The formula for genetic load tells us that the human genome cannot possibly contain that many genes. It can contain at most 20-30 thousand genes without imposing an impossible genetic load.
Nerd of Redhead, Dances OM Trolls says
Whereas this: from Encode comentaryEncode commentary.And this is a PROXY for function: from Greg Landen:
. The histone binding is PROXY for activity, not proof of activity.
Chris61, please show the paper where the PROXY for binding, and fuctionality, is shown to be actually in vivo activity and function by the normal use of the term, which is that the gene is turned on during the lifetime of the organism.
If you can’t do that, either don’t respond, or acknowledge that the information isn’t available…..
Nerd of Redhead, Dances OM Trolls says
Dang, my #20 is A mess.

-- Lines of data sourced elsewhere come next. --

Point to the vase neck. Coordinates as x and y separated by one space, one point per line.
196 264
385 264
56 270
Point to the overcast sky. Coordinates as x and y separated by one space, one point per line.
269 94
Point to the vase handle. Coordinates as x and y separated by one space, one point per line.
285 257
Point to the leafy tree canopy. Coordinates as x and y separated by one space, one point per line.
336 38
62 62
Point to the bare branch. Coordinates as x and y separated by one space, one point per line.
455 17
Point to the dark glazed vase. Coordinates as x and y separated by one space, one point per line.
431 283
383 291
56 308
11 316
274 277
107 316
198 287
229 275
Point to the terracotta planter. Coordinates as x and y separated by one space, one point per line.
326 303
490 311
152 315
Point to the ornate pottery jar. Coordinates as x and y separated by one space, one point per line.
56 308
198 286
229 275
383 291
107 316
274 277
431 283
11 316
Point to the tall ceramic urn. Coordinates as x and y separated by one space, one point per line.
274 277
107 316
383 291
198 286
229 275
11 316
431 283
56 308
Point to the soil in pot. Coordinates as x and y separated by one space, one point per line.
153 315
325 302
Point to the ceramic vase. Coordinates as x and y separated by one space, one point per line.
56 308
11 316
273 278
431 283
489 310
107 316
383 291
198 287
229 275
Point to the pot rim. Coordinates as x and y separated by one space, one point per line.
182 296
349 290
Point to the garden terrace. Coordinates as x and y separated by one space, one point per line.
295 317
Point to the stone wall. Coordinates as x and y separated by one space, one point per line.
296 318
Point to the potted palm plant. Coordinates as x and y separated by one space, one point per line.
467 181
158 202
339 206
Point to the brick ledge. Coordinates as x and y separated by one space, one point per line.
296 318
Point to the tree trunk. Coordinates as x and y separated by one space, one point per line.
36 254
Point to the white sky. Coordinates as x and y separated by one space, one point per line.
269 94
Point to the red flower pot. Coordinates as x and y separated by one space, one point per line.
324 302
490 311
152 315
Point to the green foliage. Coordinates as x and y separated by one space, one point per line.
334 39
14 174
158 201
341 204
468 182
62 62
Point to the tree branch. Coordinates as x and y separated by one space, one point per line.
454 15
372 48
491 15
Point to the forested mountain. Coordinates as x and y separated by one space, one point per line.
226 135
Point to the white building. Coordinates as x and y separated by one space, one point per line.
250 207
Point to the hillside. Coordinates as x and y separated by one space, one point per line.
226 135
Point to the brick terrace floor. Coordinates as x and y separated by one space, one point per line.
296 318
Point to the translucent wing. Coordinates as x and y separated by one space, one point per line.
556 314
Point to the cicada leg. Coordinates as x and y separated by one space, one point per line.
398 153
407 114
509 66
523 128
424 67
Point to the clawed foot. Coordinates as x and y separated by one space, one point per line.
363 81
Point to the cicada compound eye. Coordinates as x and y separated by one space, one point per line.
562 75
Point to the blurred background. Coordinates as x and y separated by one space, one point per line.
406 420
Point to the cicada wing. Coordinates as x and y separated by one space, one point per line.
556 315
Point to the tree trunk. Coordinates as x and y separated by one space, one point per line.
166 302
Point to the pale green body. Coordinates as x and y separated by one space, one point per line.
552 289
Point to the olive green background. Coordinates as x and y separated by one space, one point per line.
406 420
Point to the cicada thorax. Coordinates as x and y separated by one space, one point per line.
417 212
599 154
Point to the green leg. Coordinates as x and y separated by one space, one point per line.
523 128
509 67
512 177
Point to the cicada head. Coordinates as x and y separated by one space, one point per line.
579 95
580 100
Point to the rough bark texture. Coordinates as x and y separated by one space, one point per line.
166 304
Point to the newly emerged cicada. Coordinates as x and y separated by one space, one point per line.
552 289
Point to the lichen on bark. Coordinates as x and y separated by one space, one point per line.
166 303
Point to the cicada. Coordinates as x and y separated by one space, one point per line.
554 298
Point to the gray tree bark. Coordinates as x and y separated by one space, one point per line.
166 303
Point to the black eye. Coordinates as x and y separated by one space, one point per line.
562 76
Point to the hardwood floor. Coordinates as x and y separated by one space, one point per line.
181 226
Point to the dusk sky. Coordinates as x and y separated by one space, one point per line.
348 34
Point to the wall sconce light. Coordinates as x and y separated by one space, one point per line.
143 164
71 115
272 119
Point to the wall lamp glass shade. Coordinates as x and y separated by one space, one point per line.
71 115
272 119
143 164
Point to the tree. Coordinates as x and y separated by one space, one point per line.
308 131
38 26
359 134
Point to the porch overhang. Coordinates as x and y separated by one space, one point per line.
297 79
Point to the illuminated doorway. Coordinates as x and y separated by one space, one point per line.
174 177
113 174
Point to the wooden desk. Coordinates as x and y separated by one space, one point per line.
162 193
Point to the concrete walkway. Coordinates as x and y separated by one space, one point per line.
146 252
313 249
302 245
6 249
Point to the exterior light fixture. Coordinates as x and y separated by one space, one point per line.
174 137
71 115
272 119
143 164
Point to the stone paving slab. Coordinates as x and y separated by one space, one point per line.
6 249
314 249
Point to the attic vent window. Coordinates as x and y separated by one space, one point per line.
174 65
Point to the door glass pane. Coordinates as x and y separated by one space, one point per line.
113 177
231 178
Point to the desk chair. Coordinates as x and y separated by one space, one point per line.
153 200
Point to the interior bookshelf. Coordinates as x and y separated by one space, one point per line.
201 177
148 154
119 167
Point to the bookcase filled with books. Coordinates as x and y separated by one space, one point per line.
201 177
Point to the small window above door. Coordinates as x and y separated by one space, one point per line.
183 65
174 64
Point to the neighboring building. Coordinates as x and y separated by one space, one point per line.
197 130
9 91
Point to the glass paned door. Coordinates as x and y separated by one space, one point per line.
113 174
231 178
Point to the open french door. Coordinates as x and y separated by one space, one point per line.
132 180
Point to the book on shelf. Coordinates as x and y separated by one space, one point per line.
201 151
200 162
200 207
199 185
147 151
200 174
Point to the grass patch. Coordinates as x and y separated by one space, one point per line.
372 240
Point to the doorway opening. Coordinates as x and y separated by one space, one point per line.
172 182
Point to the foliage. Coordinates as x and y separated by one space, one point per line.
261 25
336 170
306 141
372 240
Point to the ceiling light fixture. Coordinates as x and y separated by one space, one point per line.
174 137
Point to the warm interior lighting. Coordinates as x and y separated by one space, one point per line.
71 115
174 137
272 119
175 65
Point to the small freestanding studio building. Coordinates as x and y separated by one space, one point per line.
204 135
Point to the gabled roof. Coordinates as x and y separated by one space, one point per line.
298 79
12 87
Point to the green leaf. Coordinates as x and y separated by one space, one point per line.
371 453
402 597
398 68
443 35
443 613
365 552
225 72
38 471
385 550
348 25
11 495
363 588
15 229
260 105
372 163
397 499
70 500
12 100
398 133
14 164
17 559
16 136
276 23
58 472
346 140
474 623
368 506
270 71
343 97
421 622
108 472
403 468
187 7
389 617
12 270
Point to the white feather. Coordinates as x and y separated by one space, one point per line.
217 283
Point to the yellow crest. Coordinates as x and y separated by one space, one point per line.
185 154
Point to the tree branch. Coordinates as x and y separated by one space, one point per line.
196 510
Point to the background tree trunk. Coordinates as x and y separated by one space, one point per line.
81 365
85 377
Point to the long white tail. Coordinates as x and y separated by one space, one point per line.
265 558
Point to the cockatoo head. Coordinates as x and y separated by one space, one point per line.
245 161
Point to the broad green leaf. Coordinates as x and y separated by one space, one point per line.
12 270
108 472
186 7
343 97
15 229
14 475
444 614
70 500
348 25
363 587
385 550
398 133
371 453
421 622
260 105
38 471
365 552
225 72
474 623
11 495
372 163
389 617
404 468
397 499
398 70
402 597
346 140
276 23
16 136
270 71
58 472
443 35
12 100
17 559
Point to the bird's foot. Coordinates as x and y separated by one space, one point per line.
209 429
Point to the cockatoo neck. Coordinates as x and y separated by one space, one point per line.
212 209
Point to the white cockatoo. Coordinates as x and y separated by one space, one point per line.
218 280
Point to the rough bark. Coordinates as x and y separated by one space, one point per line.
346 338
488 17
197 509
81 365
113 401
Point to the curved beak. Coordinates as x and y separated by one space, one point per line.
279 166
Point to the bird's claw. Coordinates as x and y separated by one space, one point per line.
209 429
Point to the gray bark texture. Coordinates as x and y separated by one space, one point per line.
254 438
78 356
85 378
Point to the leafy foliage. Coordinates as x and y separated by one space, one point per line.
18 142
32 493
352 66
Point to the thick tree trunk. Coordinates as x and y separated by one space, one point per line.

The definition used by ENCODE is :
This is the histone binding.
It is a proxy for activity, not proof of in-vivo activity, merely an indication of potential genetic activity, and this is a problem ENCODE can’t address.
So, where is the 1:1 correspondence between histone binding and secondary methods showing genetic functionality, that is the gene is expressed during the lifetime of the organism???
chris61 says
@19 PZ
If the measured mutation rate per nucleotide is 10^-10 (on average) how do you get to a mutation rate per gene of 10^-6 – 10^-5 per gene? How do you account for genetic code redundancy and the fact that mutations outside of coding sequence affect gene function? Population genetics deals with idealized genomes and idealized genes. It is a useful mathematical construct for certain purposes but it doesn’t negate the usefulness or conclusions of ENCODE any more than ENCODE challenges evolution.
@21 Nerd
As there is no term for histone binding in the genetic load equation I have no idea what you are talking about.
anym says
#22, chris61
Huh, I just did a quick look and see figures of more like 10^-8 per nucleotide, and if there about about 10^3 nucleotide pairs per gene, one might reasonably come up with a mutation rate per gene of around 10^-5. But then, I’m not a geneticist, so what do I know?
Nerd was not talking about the genetic load equation at all. Nerd was talking about ENCODE, as is quite clear from their 6-line post. A cynical person might suspect you’re being deliberately obtuse.
chris61 says
Nerd brought up the genetic load equation. And then brought up histone binding. Graur’s paper said nothing about histone binding, it was based on the concept of genetic load and whether ENCODE’s conclusions were invalidated by that concept. So I genuinely have no idea what Nerd’s talking about as it pertains to Graur’s arguments about ENCODE.